Slack meets Bedrock: knowledge bases, tools, and action groups
This is part 2 of a three-part series on building a Slack bot powered by AWS Bedrock Agents.
- Building the gateway
- Knowledge bases, tools, and action groups (this post)
- Analytics, monitoring, and production
In part 1 we built the bridge between Slack and Bedrock. The agent can receive messages and respond. But right now, it only knows what the foundation model was trained on. Ask it about your company’s security policy and it will confidently make something up.
A chatbot that can only answer general questions is a worse Google. The real value comes when it knows your data and can take actions on your behalf.
Three types of intelligence
Bedrock Agents support three capability types, each solving a different problem:
| Capability | What it does | Example |
|---|---|---|
| Knowledge bases | Search your documents (RAG) | “What’s our password rotation policy?” |
| Action groups | Call external APIs via Lambda | “Create a bug ticket for the login page” |
| Code interpreter | Execute Python in a sandbox | “Plot monthly signups from this CSV” |
The agent decides which capabilities to use based on the user’s question. No routing logic needed on your side. The foundation model reads the descriptions you provide for each knowledge base and action group, then makes the call.
This is the key insight: you describe capabilities, the model routes to them. The quality of your descriptions directly determines how well routing works.
Knowledge bases and RAG
RAG (Retrieval-Augmented Generation) is the pattern that lets an LLM answer questions about documents it was never trained on. Instead of fine-tuning the model, you retrieve relevant chunks at query time and include them in the context.
The pipeline has two phases:
Ingestion. Documents go into an S3 bucket. Bedrock chunks them, generates embeddings using a model like Amazon Titan, and stores the vectors in a vector store. This happens once per sync.
Query. When a user asks a question, Bedrock converts the question to an embedding, searches for nearest neighbors in the vector store, retrieves the matching chunks, and feeds them to the foundation model as context.

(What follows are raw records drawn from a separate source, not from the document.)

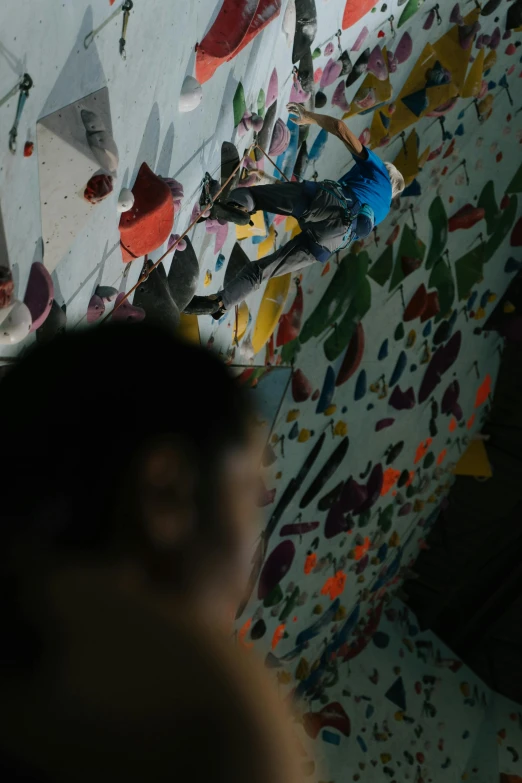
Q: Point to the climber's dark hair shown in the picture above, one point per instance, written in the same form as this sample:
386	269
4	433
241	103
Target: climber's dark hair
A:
77	411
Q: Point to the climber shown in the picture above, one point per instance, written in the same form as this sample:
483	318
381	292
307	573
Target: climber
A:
330	214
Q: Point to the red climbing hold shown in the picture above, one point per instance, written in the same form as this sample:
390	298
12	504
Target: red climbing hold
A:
355	11
236	25
466	217
148	224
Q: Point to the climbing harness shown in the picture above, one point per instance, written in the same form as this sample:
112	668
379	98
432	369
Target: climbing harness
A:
172	248
24	87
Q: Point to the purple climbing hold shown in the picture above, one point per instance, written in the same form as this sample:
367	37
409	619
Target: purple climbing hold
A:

Setting up a knowledge base
The CloudFormation resources for a single knowledge base:
KnowledgeBase:
Type: AWS::Bedrock::KnowledgeBase
Properties:
Name: security-policies-kb
Description: "Internal security and privacy policies"
RoleArn: !GetAtt KnowledgeBaseRole.Arn
KnowledgeBaseConfiguration:
Type: VECTOR
VectorKnowledgeBaseConfiguration:
EmbeddingModelArn: !Ref EmbeddingModelArn
StorageConfiguration:
Type: S3_VECTORS
S3VectorsConfiguration:
VectorBucketArn: !Sub 'arn:aws:s3vectors:${AWS::Region}:${AWS::AccountId}:bucket/${VectorBucketName}'
IndexName: security-policies-index
DataSource:
Type: AWS::Bedrock::DataSource
Properties:
KnowledgeBaseId: !Ref KnowledgeBase
Name: security-policies
DataSourceConfiguration:
Type: S3
S3Configuration:
BucketArn: !GetAtt KnowledgeBaseBucket.Arn
InclusionPrefixes:
- 'security-policies/'
Upload your documents to s3://bucket/security-policies/, trigger a sync, and the knowledge base is ready.

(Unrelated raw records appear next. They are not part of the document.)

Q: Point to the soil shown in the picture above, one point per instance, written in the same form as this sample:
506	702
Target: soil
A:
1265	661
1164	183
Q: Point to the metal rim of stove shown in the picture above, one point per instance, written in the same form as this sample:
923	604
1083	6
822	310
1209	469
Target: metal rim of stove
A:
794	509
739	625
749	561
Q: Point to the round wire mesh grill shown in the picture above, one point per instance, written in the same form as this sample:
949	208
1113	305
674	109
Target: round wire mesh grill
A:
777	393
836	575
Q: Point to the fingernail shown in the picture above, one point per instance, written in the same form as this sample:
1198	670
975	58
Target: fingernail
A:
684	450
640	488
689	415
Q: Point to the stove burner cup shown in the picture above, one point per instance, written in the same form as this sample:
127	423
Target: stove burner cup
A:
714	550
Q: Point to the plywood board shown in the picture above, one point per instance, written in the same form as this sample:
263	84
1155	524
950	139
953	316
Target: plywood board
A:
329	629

Why separate knowledge bases matter
You could put all your documents in one knowledge base. It would work. But separate knowledge bases offer three advantages.
Precision. When the agent searches a focused index, the retrieved chunks are more relevant. A question about password policies won’t pull up chunks from legal regulations just because they share the word “compliance.”

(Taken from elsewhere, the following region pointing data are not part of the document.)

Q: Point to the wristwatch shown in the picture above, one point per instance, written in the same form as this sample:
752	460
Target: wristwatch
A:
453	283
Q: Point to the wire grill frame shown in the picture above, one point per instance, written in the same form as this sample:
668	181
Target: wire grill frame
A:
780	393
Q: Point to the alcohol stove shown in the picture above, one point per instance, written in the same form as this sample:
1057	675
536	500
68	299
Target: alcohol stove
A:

Independent update cycles. Your security policies change quarterly. Your product documentation changes daily. Separate knowledge bases let you sync each on its own schedule without re-indexing everything.
Clear citations. When the agent cites a source, you want the user to know whether it came from a security policy or a legal document. Separate knowledge bases make attribution straightforward.
A practical setup might look like:
| Knowledge base | Sources | Update frequency |
|---|---|---|
| Security policies | Policy PDFs, compliance docs | Quarterly |
| Legal regulations | Statutory rules, regulatory filings | As published |
| Product docs | Source code, specs, runbooks | Daily or on merge |
The agent instructions tell the model when to use each one:
For questions about internal policies, use the security policies knowledge base.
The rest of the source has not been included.